When the United States was young, a person had to be 21 years old to be considered an adult. In order to vote, the person generally would have worked for 8 years (a young man would start work at age 13 and become eligible to vote at 21). This changed in the 1970s, according to Wikipedia: “After the voting age was lowered in 1971 from 21 to 18, the age of majority was lowered to 18 in many states.”

At the same time, the no-fault divorce revolution turned the U.S. from a monogamous society into a polygamous one. From H.L. Mencken’s 1922 book:

… the objections to polygamy do not come from women, for the average woman is sensible enough to prefer half or a quarter or even a tenth of a first-rate man to the whole devotion of a third-rate man.

Salvador Ramos may not have been able to calculate child support formula profits in all 50 states, but he was probably smart enough to know that a woman would be better off financially as a “single mom” who had sex with an already-married dental hygienist and harvested the child support than choosing to enter into a long-term partnership with a high-school dropout such as himself. Wikipedia says that Ramos’s mom was using drugs and having sex with at least one guy other than Ramos’s father. ABC reported that Ramos’s grandfather was a convicted criminal. Mr. Ramos was thus, at best, the “third-rate man” of Mencken’s example. See “‘Incel’ Texas school shooter Salvador Ramos’ chilling live streams reveal ‘disturbing threats to girls’” (The Sun) for how his interactions with females had gone.

Compared to the early days of the Republic, therefore, we have “adults” with 0-10% of the years in the workforce and a much higher percentage of the males recognize that they’re never going to be selected for mating.

Is it time to recognize that Americans should neither vote nor buy guns until they’ve shown some sort of evidence of adulthood, e.g., working for 8 years? It is tough to know for sure, but maybe after 8 years of W-2 labor Salvador Ramos would have become accustomed to his low status in society and incel-hood.
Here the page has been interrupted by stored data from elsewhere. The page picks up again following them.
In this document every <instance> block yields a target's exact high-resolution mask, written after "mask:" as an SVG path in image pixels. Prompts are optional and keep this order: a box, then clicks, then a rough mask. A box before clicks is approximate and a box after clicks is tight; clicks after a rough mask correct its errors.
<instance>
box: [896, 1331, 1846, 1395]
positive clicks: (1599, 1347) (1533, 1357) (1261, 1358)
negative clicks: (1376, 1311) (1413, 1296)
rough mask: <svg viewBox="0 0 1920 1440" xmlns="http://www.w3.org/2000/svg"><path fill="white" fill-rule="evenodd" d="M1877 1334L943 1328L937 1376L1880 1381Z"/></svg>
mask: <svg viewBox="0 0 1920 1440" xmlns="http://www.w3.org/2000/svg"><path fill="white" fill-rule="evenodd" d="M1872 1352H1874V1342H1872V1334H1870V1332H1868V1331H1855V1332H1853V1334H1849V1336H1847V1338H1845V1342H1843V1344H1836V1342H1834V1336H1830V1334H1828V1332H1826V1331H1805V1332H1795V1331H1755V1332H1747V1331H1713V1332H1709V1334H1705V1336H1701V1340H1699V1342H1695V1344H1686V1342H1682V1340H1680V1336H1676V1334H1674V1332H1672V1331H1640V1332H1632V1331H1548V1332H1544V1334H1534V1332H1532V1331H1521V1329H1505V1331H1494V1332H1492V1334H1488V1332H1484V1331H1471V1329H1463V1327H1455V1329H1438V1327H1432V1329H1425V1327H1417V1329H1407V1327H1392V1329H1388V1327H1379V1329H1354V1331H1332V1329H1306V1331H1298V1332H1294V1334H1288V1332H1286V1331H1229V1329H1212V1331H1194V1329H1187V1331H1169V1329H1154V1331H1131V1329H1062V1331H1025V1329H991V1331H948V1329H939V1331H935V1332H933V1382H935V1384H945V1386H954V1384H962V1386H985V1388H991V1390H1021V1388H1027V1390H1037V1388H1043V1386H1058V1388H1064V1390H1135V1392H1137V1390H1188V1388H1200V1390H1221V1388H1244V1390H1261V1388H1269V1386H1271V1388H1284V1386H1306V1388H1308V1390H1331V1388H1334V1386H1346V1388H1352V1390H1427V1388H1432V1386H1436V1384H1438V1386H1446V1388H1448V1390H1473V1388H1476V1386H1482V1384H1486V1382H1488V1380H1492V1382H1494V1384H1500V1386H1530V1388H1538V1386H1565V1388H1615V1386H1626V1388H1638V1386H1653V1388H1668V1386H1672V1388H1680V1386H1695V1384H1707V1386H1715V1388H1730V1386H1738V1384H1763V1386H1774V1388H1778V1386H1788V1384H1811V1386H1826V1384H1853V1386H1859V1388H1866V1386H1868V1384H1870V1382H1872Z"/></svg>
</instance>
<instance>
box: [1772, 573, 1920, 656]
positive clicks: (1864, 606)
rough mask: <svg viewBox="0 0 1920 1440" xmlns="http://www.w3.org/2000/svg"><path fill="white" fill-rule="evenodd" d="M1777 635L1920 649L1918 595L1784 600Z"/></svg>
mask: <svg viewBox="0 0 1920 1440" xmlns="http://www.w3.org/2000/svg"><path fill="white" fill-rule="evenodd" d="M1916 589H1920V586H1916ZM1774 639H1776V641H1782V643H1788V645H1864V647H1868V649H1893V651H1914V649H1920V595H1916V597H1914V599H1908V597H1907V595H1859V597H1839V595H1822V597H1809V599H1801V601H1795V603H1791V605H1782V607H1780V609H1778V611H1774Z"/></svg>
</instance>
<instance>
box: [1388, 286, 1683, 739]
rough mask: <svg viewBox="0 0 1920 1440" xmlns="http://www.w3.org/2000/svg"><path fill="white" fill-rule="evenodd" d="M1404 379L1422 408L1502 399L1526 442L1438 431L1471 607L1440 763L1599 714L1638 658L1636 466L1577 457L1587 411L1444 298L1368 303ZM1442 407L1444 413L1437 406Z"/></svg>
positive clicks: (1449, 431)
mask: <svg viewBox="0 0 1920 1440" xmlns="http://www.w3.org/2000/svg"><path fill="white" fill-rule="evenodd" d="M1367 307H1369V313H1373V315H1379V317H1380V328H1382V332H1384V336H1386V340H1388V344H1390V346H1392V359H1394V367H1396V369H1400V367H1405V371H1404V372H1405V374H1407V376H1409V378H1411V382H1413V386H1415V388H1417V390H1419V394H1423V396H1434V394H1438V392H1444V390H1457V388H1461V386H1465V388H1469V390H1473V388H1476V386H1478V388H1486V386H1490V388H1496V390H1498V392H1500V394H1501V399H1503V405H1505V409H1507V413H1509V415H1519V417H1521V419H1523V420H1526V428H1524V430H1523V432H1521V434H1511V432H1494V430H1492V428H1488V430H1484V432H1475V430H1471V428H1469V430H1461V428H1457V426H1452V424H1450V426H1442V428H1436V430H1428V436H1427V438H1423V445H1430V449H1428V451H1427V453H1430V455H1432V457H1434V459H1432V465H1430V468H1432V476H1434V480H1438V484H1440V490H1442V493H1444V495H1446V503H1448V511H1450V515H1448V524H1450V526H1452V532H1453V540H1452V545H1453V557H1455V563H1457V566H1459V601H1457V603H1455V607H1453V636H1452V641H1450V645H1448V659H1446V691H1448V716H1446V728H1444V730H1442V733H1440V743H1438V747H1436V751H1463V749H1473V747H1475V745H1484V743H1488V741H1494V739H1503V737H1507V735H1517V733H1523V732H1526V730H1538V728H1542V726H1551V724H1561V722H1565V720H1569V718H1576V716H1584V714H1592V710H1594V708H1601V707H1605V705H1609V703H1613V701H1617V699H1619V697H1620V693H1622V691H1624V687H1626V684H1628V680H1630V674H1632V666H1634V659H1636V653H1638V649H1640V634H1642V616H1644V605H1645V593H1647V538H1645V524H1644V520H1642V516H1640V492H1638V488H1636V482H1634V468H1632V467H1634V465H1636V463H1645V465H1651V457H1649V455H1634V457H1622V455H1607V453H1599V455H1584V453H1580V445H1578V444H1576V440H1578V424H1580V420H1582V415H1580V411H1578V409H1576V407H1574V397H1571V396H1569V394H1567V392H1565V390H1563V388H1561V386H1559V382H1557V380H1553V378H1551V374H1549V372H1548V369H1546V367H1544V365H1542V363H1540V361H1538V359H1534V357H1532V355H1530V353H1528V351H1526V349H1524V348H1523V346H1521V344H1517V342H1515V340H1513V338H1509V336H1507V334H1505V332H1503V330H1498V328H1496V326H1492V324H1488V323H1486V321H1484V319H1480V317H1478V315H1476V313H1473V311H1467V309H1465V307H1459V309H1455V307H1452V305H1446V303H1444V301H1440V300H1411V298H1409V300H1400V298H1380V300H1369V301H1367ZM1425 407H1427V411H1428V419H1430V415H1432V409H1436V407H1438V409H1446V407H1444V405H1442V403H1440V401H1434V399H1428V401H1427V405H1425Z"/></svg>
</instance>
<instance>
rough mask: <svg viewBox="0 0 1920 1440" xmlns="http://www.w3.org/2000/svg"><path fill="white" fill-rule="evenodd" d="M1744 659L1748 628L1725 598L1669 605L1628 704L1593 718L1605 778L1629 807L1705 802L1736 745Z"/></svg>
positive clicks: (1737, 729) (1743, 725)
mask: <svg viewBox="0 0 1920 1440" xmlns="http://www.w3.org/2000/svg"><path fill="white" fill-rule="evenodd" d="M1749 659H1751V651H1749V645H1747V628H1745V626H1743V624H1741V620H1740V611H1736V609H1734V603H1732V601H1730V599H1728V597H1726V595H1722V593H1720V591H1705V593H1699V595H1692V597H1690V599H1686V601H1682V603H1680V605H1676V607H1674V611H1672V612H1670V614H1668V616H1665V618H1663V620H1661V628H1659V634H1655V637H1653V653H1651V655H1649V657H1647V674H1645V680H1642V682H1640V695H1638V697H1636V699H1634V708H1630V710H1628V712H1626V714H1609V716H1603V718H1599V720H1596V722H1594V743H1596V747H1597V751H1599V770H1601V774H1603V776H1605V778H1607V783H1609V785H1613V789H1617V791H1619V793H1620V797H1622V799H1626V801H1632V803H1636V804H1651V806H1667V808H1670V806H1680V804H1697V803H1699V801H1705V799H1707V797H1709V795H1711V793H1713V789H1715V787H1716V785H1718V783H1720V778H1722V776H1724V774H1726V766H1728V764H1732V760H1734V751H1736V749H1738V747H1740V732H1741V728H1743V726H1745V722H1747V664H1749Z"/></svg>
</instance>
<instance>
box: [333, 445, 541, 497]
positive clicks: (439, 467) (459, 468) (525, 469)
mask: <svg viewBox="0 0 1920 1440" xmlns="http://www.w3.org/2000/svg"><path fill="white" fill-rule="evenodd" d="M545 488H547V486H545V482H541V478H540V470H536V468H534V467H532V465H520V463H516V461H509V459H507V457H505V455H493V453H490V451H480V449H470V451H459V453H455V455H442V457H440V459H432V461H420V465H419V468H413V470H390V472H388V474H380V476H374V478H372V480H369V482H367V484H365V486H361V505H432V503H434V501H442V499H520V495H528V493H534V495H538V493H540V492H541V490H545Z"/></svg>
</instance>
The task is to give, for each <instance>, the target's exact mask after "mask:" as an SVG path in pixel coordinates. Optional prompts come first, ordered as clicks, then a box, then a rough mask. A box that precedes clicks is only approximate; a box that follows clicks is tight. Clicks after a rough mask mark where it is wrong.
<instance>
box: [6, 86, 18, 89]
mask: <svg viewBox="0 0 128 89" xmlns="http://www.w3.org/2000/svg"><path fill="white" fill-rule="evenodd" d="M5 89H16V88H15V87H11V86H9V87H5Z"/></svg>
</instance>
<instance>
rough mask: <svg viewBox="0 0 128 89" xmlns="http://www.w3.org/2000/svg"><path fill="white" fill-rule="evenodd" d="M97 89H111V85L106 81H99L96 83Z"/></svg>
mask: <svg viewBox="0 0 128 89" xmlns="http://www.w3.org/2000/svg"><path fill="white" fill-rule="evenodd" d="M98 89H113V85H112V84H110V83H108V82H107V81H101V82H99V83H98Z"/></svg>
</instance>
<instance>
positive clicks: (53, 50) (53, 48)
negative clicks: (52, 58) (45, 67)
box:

I’m reluctant to “fight the last war” by proposing a policy change that would have prevented a particular recent tragedy, but I don’t think Salvador Ramos is the last problem 18-year-old this nation will produce (criminality is heritable, for one thing, and the U.S. is packed with criminals).

(I don’t think it would be sufficient to use a simple age threshold, e.g., 21 or 25, because there are plenty of Americans who never take on what used to be considered adult responsibilities, e.g., by working.)

I’m particularly interested in hearing what the gun owners who read this blog have to say!